MCOs in Ohio include three national for-profit plans (Buckeye Community Health Plan, Molina Healthcare of Ohio, United Healthcare Community Plan), one national nonprofit plan (CareSource) and one local for-profit plan (Paramount Advantage).

Mahoning County Commissioners and Auditor Ralph Meacham met Monday morning to present the State of the County and discuss the budget. Meacham said losing the tax will be a problem moving forward.

“We’re looking at about a 9.6 percent reduction starting in the fourth quarter of 2017. That translates to a $3.6 million reduction, not just one year, but every year here after,” he said.

Without the MCO taxes, Mahoning County will lose about $3.6 million in annual revenue, this year and every year hereafter, Meacham said.

“It does affect us by almost 10 percent, but there’s smaller counties that will be affected by 20 percent.”

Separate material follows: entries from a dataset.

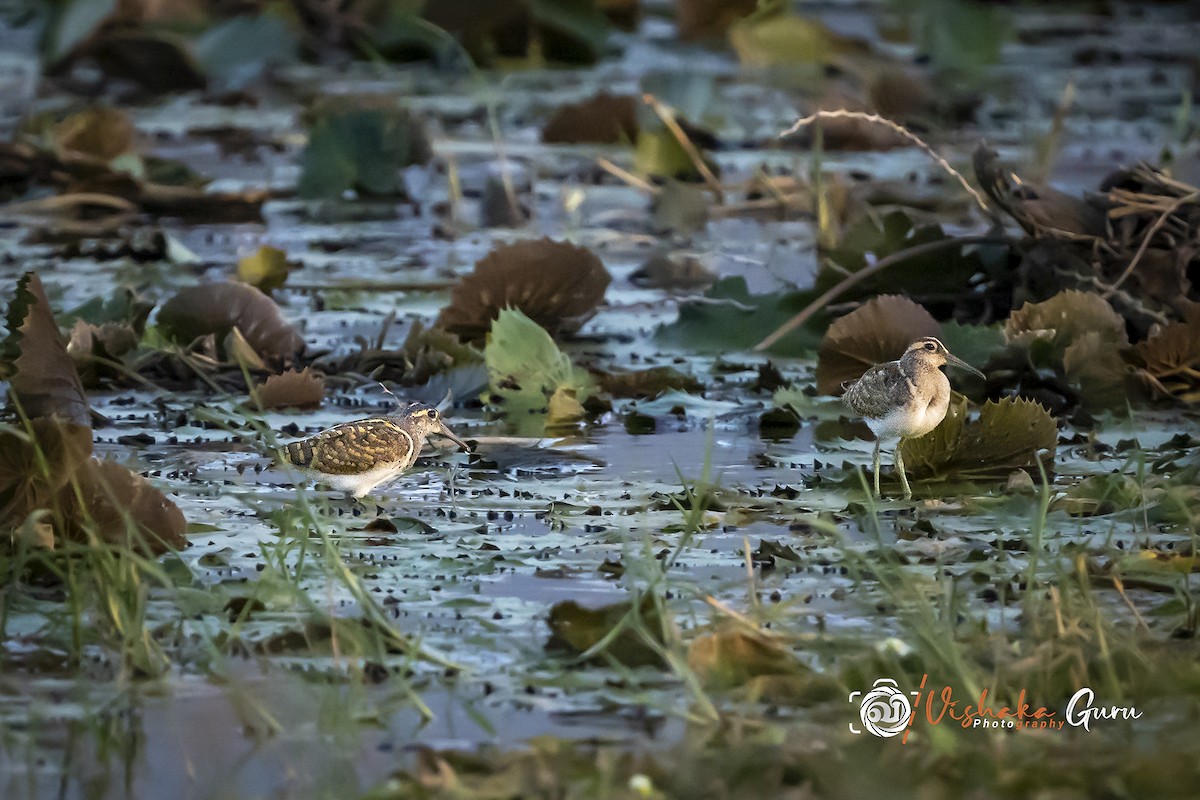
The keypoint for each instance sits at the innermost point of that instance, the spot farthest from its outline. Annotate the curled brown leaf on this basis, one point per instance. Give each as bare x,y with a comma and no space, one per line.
292,389
220,307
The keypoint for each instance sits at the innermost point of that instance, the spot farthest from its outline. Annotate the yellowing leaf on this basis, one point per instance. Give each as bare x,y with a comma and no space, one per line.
1066,317
733,656
265,269
787,40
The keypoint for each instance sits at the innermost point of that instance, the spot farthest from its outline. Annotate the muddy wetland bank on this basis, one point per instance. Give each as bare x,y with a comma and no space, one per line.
585,283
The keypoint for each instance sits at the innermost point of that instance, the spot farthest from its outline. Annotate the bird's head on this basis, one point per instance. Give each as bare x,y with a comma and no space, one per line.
928,350
425,419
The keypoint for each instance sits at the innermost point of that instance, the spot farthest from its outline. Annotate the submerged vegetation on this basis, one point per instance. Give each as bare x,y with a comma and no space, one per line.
635,250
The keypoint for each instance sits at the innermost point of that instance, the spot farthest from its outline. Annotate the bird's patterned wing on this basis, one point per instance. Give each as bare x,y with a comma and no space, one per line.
353,447
882,389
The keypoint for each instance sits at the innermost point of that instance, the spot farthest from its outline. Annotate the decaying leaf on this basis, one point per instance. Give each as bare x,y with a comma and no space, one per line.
265,269
121,507
576,630
730,318
1041,210
532,380
37,462
220,307
304,389
1173,359
1008,435
875,332
556,284
648,383
1077,340
159,61
1061,319
1103,377
431,350
47,464
43,380
101,133
604,119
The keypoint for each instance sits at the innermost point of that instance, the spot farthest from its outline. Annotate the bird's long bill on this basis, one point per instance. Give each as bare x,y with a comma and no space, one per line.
963,365
449,434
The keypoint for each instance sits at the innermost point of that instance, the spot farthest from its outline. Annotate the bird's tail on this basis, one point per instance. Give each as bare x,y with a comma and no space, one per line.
298,452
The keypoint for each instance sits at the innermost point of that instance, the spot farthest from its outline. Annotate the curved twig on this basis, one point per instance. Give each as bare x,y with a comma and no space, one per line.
844,113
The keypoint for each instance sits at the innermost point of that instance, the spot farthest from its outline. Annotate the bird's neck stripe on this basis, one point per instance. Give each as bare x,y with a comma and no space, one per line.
412,444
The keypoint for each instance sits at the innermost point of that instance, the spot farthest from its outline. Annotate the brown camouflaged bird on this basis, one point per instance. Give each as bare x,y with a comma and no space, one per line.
905,398
355,457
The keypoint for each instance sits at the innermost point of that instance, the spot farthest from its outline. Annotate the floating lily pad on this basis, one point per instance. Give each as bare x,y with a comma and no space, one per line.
42,379
361,144
1008,435
532,380
733,656
603,119
648,383
576,630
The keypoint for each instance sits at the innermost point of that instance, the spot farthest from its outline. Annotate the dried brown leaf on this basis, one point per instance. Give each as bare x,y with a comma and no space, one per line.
220,307
577,630
121,507
1067,316
557,284
1008,435
37,462
45,382
292,389
102,133
733,656
875,332
1102,376
604,119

Since the recession, counties have grown more reliant on sales tax revenue. Medicaid services have been making up much of those sales taxes.

“This started several years ago when the state needed to make a contribution for Medicaid and it decided to tax these Medicare organizations,” Meacham said.

The state has until the end of June, or the end of the fiscal year, to come up with a fix.

Commissioner David Ditzler said Ohio should have followed the federal government’s rules and taxed all MCOs.

“It’s incumbent upon them to tax them all equally so the governments don’t lose money and drive it all down to the townships, and the counties, and the cities and villages like they’ve continued to do.”

Meacham said the best solution the state government has come up with so far is just two years’ worth at 80 percent of the loss.

“We can’t do anything about it. The state legislature will have to act,” he said.

Some local senators and legislators said they’re adamantly working on the budget and finding a fix.

Rep. John Boccieri said taxing all MCOs is still an option. He said it’s unlikely that the federal government will fix the problem.

Meacham also showed Standard and Poor’s findings for 2016. S&P said Mahoning County has a weak economy compared to others in the state with higher unemployment numbers.

S&P’s ratings for Mahoning County (PDF)

However, the findings showed the county has strong budget flexibility and debt capacity.

Other concerns were the population decrease and unemployment rate.